On Nov. 6, all voters in Allegheny County will have choice of four candidates for the office of U.S. Senator of Pennsylvania. Sen. Bob Casey (D) has held this seat since 2006.

This is a six-year term. The other U.S. Senator of PA, Pat Toomey (R), is not up for re-election until 2022.

We asked each candidate three questions about their stance on key policies that contribute to hunger in Pennsylvania. U.S. Sen. Casey and U.S. Rep. Barletta did not respond to multiple requests, so we determined their stance based on their voting records and public statements.

Candidates Neal Gale and Dale Kerns, Jr. provided answers, which are below.

Where Bob Casey, Louis Barletta, Neal Taylor Gale, and Dale Kerns, Jr. stand on 5 key policies to combat hunger in the race for U.S. Senator of Pennsylvavnia

Neal Gale (Green Party candidate for U.S. Senate)

Do you support reducing funds for SNAP, a program that helps feed over 40 million people in the United States?
I don’t believe we should reduce funding for SNAP. Rather we should re-evaluate our federal spending priorities and spend more on behalf of the public good. I understand that this is counter to conventional wisdom, which tells us we can only spend as much as we take in (in taxes), or we
run a deficit, and that’s unacceptable.

As a sovereign nation that prints its own currency, maintains a floating exchange rate and doesn’t incur debt in foreign currencies, the United States cannot become insolvent (refer to Modern Monetary Theory). Tax revenues do not determine government spending. The U.S. has the ability to spend what it wants, run a deficit and even build up the debt. That is not a financial concern. It is a matter of political will. If we want to take care of everyone, we can.

Do you support work requirements as a condition to access public benefit programs, even though they would block otherwise eligible people from getting healthcare or food assistance?
Requiring those who receive public benefits to work, represents a misunderstanding on the part of those who would impose such a regulation. After 22 years managing a low-income energy efficiency and energy affordability program throughout New Jersey, I have seen firsthand the nature of the low-income community. They are hardworking families, disabled citizens or elderly people. They are not avoiding work. This proposal is insulting and wrongheaded.

As noted above, I believe we have normalized our spending priorities which now favor the very wealthiest of our citizens while leaving the rest to (mostly) fend for themselves. What we require is the political will to change that.

Do you support the 2017 Tax Cuts and Jobs Act?
I would NOT have supported this Act. It represents an un-disguised gift to America’s corporations and those who own them, along with the wealthiest of America’s families. I will work to develop a plan for clarifying the government’s spending and taxing process in order to generate the political will to re-form our priorities in favor of the public good.

Dale Kerns (Libertarian candidate for U.S. Senate)

Do you support reducing funds for SNAP, a program that helps feed over 40 million people in the United States?

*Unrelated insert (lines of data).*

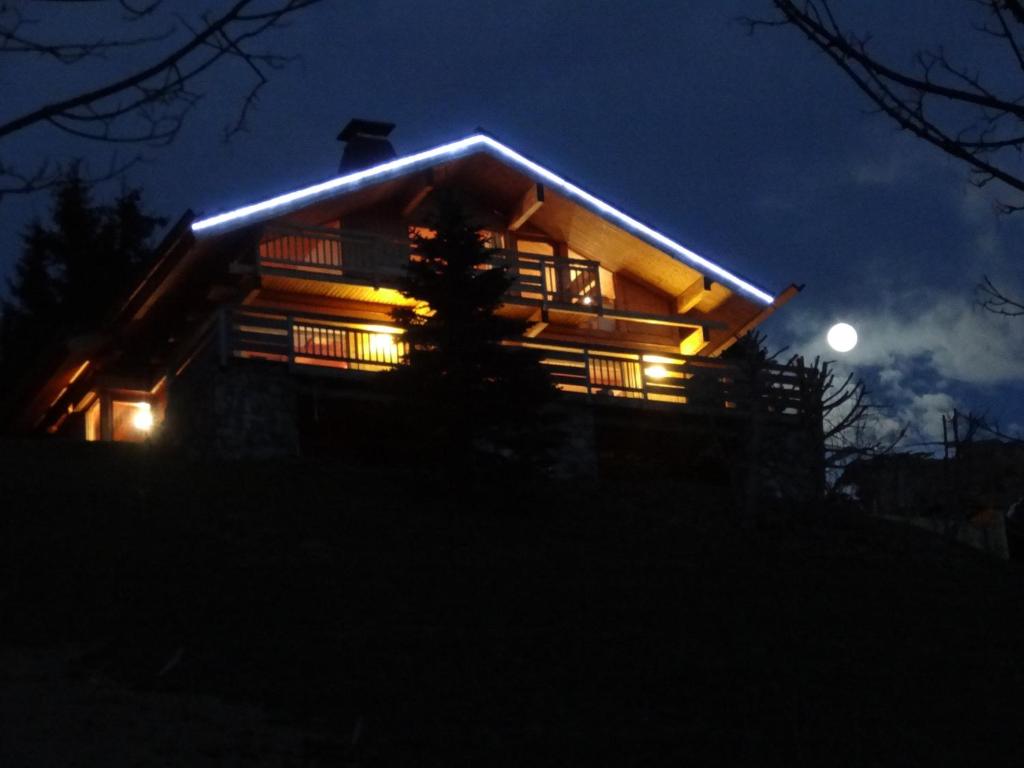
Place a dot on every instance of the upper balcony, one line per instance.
(368, 267)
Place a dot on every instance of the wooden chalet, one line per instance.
(249, 322)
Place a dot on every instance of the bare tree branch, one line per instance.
(148, 104)
(964, 112)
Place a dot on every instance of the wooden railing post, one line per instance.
(290, 321)
(222, 335)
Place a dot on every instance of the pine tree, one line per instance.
(71, 271)
(469, 390)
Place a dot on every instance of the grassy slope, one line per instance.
(500, 623)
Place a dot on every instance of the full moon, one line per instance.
(842, 337)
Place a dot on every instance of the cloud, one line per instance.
(919, 352)
(923, 331)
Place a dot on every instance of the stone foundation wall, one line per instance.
(243, 409)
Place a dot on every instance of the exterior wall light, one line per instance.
(655, 372)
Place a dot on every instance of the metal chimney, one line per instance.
(366, 144)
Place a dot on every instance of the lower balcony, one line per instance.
(606, 374)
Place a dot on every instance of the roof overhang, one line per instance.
(478, 142)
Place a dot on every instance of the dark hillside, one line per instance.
(496, 622)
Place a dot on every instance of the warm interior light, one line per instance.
(656, 372)
(142, 418)
(382, 343)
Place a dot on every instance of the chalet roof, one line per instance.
(476, 143)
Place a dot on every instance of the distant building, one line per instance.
(972, 496)
(255, 327)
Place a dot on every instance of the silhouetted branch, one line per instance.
(995, 301)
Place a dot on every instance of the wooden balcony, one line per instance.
(368, 267)
(602, 374)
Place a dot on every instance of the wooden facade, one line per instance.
(307, 287)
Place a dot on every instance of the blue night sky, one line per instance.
(752, 151)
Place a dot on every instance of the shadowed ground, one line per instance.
(495, 622)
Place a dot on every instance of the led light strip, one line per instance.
(457, 148)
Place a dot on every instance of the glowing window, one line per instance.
(132, 421)
(92, 432)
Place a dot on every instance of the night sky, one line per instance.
(752, 151)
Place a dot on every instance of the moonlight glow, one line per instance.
(842, 337)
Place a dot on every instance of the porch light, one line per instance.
(382, 343)
(142, 418)
(655, 372)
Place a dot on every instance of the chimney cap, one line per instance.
(369, 128)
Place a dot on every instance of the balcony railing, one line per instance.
(613, 375)
(335, 253)
(366, 257)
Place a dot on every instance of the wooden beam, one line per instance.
(755, 321)
(426, 185)
(693, 294)
(529, 204)
(538, 322)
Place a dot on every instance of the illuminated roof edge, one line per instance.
(459, 148)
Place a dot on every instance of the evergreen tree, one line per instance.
(71, 271)
(469, 390)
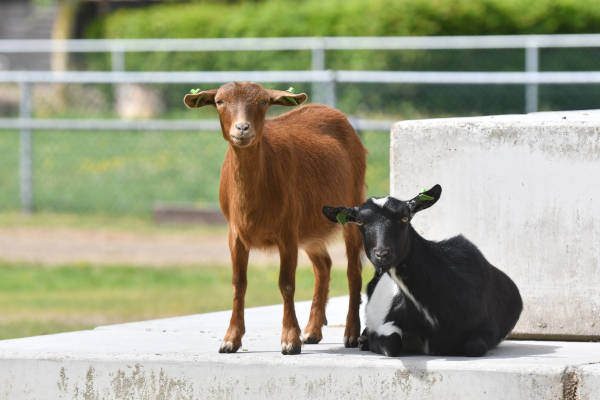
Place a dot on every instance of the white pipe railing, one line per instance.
(324, 81)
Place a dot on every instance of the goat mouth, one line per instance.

Assisting individuals in need of a helping hand is one of the most important tasks which any society can undertake. As a U.S. Senator, I do not think that I nor anyone else in the Congress or federal government should be able to dictate or allocate how funds are spent on improving access to food and nutrition to the poorest among us. For that reason, I advocate returning SNAP funds to the states in the form of block grants so that those closer to the problems in their local communities can allow for more particularized solutions. What works in some areas does not work in others, and I far more trust local communities to know what’s best over the cold hands of a federal bureaucrat.

Do you support work requirements as a condition to access public benefit programs, even though they would block otherwise eligible people from getting healthcare or food assistance?

Much like with SNAP benefits, the federal government should not be imposing onerous requirements on how benefits are obtained. As was famously stated by Justice Oliver Wendell Holmes, using the “marketplace of ideas” is sometimes the best way to determine the validity of ideas. In the US, we have 50 laboratories for democracy (and even more if we look at cities and communities), and allowing these areas to present their models of how to help people is far more effective than any federal government mandate.

Do you support the 2017 Tax Cuts and Jobs Act?
I support the 2017 Tax Cuts and Jobs Act, because I want Americans to keep as much of their paychecks as possible, and I want the United States to be competitive on the global market in fielding businesses. That notwithstanding, I am perturbed that this tax cut bill was not paired with significant spending cuts. While I support a fundamental transformation of the American tax system, cuts in taxes are meaningless without significant reductions in spending.
While Democrats covet domestic programs, Republicans appear unwilling to make any cuts to military spending. I would offer to compromise by not taking any programs off the table when it comes to cutting spending. We must keep prior obligations like Social Security, but spending is completely out of control. This can begin by using baseline budgeting: that is, instead of assuming an annual increase in funding for any given program, we should begin at an assumption that spending will not increase, and then cut from there. In every program our government manages, there is waste and graft which can be eliminated, so I have faith that mass reductions can easily be made without affecting essential government services.